It’s as-you-were with the Drumcree march dispute as Portadown Orangemen will try – and fail - on Sunday to make the return parade from the church service via the Garvaghy Road.
As has been the case since the last return parade in 1998 through the disputed route, the NI Parades Commission has refused the Portadown District No 1 their request to “be granted our civil rights to march home via the traditional route – nor are they making any effort to facilitate talks.”
After the initial violence abated in the late 1990s, followed by the Orange Order’s refusal to talk, the current pattern was set in 2008 when the District agreed on talks, but the Garvaghy Road Residents Coalition (GRRC) changed their stated policy and refused to get around the table.
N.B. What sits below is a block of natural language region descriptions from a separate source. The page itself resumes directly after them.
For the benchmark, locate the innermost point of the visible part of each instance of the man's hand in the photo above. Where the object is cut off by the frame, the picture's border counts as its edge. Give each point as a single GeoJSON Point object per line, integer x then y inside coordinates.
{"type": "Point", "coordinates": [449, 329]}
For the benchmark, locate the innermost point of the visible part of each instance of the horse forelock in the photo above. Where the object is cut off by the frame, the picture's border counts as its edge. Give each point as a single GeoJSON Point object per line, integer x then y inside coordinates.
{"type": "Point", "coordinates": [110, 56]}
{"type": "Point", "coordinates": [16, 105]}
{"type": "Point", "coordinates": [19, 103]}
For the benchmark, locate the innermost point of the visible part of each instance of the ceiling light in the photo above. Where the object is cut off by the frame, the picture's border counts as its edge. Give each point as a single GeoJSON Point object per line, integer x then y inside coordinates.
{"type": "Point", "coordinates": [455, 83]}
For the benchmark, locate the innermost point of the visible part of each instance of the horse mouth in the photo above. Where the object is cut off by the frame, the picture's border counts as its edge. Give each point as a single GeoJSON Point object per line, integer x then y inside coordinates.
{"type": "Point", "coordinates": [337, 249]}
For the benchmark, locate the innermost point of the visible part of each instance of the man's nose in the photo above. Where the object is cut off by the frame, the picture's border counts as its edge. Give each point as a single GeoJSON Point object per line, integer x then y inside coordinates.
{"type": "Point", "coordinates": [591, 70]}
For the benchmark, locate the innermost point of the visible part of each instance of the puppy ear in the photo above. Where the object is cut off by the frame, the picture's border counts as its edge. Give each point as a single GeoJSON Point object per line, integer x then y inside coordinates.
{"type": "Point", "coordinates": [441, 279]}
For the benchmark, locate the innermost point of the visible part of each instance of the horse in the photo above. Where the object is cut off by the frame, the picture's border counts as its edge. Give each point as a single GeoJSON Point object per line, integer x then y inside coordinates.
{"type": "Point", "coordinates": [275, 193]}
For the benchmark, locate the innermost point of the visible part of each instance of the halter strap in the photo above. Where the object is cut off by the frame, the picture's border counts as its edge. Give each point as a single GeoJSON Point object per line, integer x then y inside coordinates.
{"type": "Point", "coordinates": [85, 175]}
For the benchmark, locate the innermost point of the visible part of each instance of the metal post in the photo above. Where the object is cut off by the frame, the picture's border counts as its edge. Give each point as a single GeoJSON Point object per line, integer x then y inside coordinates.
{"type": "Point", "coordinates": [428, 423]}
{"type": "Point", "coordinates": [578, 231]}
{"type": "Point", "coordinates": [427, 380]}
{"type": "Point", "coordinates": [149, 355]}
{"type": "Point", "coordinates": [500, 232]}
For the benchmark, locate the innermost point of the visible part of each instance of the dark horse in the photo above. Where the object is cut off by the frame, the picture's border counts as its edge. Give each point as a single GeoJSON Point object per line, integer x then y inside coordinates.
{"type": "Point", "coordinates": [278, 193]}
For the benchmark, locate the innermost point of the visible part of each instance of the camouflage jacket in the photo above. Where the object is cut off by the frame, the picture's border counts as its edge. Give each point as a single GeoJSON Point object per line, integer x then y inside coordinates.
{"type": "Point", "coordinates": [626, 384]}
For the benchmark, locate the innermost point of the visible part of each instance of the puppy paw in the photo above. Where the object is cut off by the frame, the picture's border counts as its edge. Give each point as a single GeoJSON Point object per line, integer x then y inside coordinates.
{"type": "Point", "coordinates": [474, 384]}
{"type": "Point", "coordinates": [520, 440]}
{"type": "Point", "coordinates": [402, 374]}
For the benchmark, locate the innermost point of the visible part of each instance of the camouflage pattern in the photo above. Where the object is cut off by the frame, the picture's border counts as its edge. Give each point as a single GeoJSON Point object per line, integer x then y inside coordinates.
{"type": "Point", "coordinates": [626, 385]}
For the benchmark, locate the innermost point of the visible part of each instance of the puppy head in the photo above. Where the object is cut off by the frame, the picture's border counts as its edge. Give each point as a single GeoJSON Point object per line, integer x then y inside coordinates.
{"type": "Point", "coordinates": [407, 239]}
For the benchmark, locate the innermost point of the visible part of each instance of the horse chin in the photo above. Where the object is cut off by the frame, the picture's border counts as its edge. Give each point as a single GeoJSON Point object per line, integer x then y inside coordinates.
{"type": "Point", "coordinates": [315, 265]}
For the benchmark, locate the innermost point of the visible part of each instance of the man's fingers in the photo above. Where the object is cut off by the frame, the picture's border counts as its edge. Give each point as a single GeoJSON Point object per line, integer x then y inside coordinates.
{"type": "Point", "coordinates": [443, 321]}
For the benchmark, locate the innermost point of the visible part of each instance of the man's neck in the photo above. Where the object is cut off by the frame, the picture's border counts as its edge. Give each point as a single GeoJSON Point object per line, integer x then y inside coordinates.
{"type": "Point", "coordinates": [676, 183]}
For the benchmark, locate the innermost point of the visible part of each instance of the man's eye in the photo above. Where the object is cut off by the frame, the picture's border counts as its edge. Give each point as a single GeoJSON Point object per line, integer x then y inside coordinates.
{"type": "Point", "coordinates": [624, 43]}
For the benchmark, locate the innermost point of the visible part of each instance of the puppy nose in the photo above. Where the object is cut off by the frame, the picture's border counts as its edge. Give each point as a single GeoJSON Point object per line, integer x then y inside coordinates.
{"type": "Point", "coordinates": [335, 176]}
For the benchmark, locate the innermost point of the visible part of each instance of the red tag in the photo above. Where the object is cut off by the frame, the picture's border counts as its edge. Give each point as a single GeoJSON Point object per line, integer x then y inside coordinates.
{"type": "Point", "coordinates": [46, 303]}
The result since has been stalemate. The Parades Commission has banned every request for a parade, with the residents claiming the issue is settled and the Orangemen protesting every Sunday and calling for face-to-face talks “with everything on the table”.
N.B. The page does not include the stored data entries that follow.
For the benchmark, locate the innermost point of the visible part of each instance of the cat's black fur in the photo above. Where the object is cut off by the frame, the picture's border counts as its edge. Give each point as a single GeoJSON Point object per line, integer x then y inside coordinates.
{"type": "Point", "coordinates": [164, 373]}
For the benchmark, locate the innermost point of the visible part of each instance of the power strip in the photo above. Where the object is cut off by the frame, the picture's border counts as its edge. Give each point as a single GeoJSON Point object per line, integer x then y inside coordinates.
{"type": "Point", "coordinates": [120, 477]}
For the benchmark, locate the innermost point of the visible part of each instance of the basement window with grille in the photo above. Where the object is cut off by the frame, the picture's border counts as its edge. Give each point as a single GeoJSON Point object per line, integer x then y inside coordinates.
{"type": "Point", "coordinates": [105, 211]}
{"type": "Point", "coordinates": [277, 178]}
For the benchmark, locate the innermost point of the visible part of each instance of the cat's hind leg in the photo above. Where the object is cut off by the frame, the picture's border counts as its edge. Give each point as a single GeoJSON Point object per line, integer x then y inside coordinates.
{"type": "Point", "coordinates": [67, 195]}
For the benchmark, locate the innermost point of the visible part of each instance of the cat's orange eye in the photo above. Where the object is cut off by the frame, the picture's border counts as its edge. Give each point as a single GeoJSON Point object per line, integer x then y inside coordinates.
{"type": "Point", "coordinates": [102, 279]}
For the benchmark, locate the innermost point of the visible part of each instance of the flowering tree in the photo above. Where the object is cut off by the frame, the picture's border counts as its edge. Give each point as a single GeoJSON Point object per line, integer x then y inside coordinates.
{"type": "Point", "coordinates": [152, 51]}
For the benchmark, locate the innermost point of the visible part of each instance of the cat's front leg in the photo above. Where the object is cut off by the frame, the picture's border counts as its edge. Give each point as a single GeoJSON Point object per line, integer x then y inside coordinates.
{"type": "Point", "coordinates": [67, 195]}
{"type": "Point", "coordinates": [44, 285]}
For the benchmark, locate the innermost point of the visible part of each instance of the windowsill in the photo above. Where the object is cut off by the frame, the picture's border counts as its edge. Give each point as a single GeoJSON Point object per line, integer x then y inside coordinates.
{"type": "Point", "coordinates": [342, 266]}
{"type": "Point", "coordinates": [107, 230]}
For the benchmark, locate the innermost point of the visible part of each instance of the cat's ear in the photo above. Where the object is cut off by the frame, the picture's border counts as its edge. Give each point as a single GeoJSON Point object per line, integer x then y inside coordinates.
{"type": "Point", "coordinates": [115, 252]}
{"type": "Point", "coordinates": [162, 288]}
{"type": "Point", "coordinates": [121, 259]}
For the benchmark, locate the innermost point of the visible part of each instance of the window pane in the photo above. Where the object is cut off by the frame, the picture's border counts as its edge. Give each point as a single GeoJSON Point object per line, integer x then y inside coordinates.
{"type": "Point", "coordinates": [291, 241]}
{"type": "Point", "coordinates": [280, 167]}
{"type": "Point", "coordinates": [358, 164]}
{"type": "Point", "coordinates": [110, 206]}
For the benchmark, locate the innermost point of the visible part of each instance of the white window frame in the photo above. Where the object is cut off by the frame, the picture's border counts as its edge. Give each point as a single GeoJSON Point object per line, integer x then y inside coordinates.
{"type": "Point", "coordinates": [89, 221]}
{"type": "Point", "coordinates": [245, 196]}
District Master Darryl Hewitt said, “The Commission is sitting on its hands, showing no interest in our opinions, coming out in favour of the residents. We have tried everything to try and get talks going with the residents – innumerable meetings with the commission, eliciting the help of RC clergy and meeting politicians of every persuasion. But the Commission isn’t interested. We will keep going until talks take place. We have presented every possible option to the Commission, but they are simply not doing their job. They don’t seem interested in a solution, and the GRRC is getting away with refusing talks.”
Breandan MacCionnaith of the Garvaghy Residents Association described calls by the Orange Order for talks as a ‘PR stunt’. He said there would be no negotiations ‘on the basis of what the Orange Order are talking about’. He added that he expected it to be a peaceful Sunday with no more than 200 Orangemen at Drumcree.
The Commission said: “The divisive legacy of the Drumcree parading dispute is well understood by everyone involved. Information provided, including an independent report in 2014, has highlighted the extent of these divisions and found that the dispute is for many communities linked to a number of traumatic events during the Troubles. We are aware that attempts at engagement have been advanced by the organiser involving clergy from across the community. To date this engagement has not produced any significant developments nor has an agenda for any dialogue been agreed.”